In questo torpore andarmene di punto in bianco risulta un tradimento della loro fiducia, si installano in una nuova casa soprattutto per inquadrarmi in una vita regolata e poco tempo dopo li abbandono al loro destino di pensionati per ridiventare per la seconda volta un figlio prodigo allo sbaraglio: soprattutto mia madre teme di vedermi deperito, incapace di mantenermi da solo, e ha paura di non rivedermi più [si sa, le madri pensano soprattutto al nutrimento della prole, alla buona salute]. Inoltre qua li coinvolgerei nelle situazioni di una fama nociva al loro decoro, al loro nome e perfino alla loro moralità, a una rispettabilità meritata, troppo facile irriderla, ingiusto sbeffeggiare la gente comune non meritevole di disprezzo [per quanto discutibili o traviati apparteniamo alla stessa specie]: in fondo perfino un manigoldo incancrenito evita di ridicolizzare l’onestà e le scelte contrarie o addirittura ne prova una certa nostalgia. A parte i veri e propri mostri scellerati che più scellerati non si può.

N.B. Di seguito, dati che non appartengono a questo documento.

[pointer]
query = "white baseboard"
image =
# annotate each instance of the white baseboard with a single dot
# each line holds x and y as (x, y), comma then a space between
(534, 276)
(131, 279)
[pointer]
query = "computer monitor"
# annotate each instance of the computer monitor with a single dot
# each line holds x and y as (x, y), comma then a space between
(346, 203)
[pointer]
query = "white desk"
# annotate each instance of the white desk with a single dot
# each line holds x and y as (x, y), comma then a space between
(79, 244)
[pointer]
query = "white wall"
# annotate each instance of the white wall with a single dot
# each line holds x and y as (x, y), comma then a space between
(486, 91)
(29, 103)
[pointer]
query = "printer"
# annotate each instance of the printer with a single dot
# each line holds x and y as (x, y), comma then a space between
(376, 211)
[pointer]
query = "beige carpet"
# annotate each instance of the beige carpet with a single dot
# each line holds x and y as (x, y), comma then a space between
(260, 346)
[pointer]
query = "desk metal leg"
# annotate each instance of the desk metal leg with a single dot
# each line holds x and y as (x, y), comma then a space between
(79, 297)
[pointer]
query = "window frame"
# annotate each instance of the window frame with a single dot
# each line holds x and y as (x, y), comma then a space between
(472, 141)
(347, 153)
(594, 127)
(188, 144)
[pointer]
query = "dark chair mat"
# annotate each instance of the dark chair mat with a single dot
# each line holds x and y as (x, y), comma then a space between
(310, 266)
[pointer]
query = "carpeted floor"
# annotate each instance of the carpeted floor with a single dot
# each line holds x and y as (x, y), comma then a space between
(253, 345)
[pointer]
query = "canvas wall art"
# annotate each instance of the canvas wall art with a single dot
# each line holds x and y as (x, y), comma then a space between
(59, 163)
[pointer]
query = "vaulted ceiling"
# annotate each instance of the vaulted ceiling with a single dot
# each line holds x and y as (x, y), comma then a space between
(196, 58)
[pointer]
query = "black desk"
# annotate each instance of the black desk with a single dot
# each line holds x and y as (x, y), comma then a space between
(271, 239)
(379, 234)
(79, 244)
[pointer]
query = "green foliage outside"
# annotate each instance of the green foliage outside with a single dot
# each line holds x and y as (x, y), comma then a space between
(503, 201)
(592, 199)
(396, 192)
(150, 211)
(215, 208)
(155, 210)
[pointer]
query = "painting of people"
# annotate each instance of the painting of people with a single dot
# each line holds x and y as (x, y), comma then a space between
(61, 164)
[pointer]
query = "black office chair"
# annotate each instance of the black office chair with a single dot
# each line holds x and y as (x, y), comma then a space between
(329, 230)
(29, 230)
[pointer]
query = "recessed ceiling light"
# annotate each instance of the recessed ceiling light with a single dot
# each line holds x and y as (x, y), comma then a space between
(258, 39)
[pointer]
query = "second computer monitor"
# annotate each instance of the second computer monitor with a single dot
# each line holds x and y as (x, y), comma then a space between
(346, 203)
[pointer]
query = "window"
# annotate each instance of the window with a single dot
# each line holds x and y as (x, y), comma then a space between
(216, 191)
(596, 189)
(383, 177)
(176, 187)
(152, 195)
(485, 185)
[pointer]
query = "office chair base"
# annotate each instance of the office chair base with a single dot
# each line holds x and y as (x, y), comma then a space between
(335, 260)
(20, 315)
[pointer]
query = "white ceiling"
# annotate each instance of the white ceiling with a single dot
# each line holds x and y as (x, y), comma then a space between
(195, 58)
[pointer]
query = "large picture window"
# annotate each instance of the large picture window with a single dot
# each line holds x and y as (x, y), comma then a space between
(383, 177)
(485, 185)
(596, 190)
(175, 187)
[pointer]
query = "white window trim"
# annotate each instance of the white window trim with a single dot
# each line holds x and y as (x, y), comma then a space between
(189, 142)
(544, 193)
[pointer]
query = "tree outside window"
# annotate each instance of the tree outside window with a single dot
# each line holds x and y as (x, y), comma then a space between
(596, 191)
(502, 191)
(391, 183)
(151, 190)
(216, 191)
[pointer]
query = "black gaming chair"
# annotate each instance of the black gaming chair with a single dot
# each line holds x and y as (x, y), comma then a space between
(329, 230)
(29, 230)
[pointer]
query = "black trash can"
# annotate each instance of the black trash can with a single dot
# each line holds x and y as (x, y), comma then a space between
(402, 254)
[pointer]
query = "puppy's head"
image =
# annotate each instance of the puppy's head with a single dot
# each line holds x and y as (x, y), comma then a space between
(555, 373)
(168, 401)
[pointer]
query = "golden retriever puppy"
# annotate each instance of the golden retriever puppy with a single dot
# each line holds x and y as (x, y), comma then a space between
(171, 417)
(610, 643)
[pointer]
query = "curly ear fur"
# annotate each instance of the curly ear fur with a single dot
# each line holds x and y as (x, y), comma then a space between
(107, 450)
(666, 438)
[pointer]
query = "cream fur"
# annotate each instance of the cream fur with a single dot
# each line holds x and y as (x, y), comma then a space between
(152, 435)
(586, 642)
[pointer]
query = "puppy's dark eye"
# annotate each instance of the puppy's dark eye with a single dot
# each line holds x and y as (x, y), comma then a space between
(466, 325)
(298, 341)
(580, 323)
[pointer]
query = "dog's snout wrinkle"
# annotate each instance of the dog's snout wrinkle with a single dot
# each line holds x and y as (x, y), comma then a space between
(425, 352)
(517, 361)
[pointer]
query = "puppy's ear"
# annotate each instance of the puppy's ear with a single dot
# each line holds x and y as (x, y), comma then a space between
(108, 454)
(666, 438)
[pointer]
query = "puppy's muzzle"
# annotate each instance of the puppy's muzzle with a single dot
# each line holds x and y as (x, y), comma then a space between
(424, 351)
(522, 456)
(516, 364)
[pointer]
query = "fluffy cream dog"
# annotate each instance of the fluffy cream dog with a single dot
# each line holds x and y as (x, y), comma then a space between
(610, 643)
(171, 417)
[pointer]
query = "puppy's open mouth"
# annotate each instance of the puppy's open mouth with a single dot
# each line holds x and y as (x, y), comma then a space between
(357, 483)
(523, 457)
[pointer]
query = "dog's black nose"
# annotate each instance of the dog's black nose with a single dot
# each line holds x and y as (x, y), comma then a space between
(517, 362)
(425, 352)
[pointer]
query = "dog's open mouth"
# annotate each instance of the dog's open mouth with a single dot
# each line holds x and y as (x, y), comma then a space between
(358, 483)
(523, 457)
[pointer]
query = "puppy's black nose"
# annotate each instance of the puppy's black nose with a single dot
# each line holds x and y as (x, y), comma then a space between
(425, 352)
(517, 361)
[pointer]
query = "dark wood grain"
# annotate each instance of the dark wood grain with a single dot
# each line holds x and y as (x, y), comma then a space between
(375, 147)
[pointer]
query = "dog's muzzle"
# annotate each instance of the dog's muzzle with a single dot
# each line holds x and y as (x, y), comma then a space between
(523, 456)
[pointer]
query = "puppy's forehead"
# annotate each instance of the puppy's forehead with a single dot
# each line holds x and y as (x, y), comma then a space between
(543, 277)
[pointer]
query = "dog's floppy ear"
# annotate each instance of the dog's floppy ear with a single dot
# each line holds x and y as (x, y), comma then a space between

Un minimo di rispetto per il prossimo, a tu per tu, va mantenuto, poi magari ci consideriamo tutti un verminaio, un covo di insetti velenosi, serpenti, nella saggistica demolendone i cosiddetti valori ipocriti, la visione del mondo limitata alle piccole dimensioni. Di sicuro preferivano restare nella precedente abitazione dove guardavano la TV e sfogliavano gli album delle fotografie di famiglia fra tanti ricordi, dalla durezza del regime fascista sopportato con rassegnazione [da non-eroi] alle difficoltà e ai drammi della guerra e dalla ricostruzione degli anni cinquanta fino al boom economico. Non ho la stoffa di un autore duro e puro che poco tempo fa vendeva brevi manu copie di un suo libro di poesie, distribuito durante le manifestazioni, con il titolo “amo la rivoluzione più di mia madre”. Davvero. Attualmente mi ci trovo coinvolto più di prima, praticando la politica da un’angolazione diversa, ti racconterò meglio, intanto nelle annotazioni epistolari… flashback e flashforward, suvvia, sto ridendo, ti sfotto, detesti i forestierismi e soprattutto l’itangliano. Prediligo una sorta di italiano imbarbarito, neo-maccheronico, ma con parsimonia, spontaneo, soft, non troppo elaborato nella direzione del virtuosismo verbale.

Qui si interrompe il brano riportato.